Here is another equivalent definition of norm that is more explicitly coordinate-based: The standard basis (or your favorite basis)$\mathbf{e}_{1},\ldots,\mathbf{e}_{n}$ of $\mathbb{R}^{n}$ gives a basis for $\bigwedge\mathbb{R}^{n}$ along the lines of $\left(1,\mathbf{e}_{1},\ldots,\mathbf{e}_{n},\mathbf{e}_{1}\wedge\mathbf{e}_{2},\mathbf{e}_{1}\wedge\mathbf{e}_{3},\ldots,\mathbf{e}_{\left(n-1\right)}\wedge\mathbf{e}_{n},\mathbf{e}_{1}\wedge\mathbf{e}_{2}\wedge\mathbf{e}_{3},\ldots\right)$. Then the norm of a $k$-blade (or any multivector that is a sum of various blades) can be expanded in terms of this basis of $\bigwedge\mathbb{R}^{n}$ with a finite collection of coefficients. Analogous to the norm in $\mathbb{R}^{n}$, we can then define the norm to be the square root of the sum of the squares of these coefficients. This expression for norm is Definition 6.10 in LaGA.
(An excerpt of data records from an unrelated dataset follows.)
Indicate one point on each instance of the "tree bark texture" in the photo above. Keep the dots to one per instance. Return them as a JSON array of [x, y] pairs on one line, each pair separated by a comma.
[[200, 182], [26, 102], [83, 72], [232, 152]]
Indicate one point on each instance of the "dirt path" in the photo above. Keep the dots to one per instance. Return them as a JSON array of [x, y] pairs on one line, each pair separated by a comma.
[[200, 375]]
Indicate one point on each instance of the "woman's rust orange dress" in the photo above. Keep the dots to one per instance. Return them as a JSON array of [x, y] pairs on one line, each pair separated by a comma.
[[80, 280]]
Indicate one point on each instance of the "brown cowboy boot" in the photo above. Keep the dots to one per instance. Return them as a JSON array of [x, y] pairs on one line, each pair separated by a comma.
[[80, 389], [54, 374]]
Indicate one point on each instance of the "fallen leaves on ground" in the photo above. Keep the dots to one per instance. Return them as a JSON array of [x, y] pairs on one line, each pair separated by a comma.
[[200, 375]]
Finally, the first definition of norm of a blade in LaGA is Definition 6.8, which requires writing the blade in a special form, using Gram-Schmidt or similar. If we have nonzero orthogonal vectors $\mathbf{b}_{1},\mathbf{b}_{2},\cdots,\mathbf{b}_{k}$, then “the norm of the blade $\mathbf{B}=\mathbf{b}_{1}\mathbf{b}_{2}\cdots\mathbf{b}_{k}$ is $\left|\mathbf{B}\right|=\left|\mathbf{b}_{1}\right|\left|\mathbf{b}_{2}\right|\cdots\left|\mathbf{b}_{k}\right|$. This is the volume of the rectangular parallelogram with edges $\mathbf{b}_{1},\mathbf{b}_{2},\ldots,\mathbf{b}_{k}$.”

Orientation

In the table referenced in 2.8.2 of GACS, they write that the (relative) orientation is “the sign of the weight relative to $\mathbf{I}$” “where $\mathbf{I}$ is a selected standard subspace with the same attitude”. When $n=k$, we have a conventional standard choice for $\mathbf{I}$: e.g. $\mathbf{e}_{1}\wedge\mathbf{e}_{2}$ or $\mathbf{e}_{1}\wedge\mathbf{e}_{2}\wedge\mathbf{e}_{3}$, where $\mathbf{e}_{i}$ are standard basis vectors. But if $n>k>0$, there's not really a canonical choice; so for a given $k$-dimensional subspace of $\mathbb{R}^{n}$ you'd have to make a somewhat arbitrary choice for $\mathbf{I}$. But, no matter what, you could still determine whether two blades with the same attitude/subspace had the same orientation or opposite orientations. Section 6.2 of LaGA says “A positive (respectively negative) scalar multiple [of a blade] retains (respectively reverses) the orientation of the subspace.”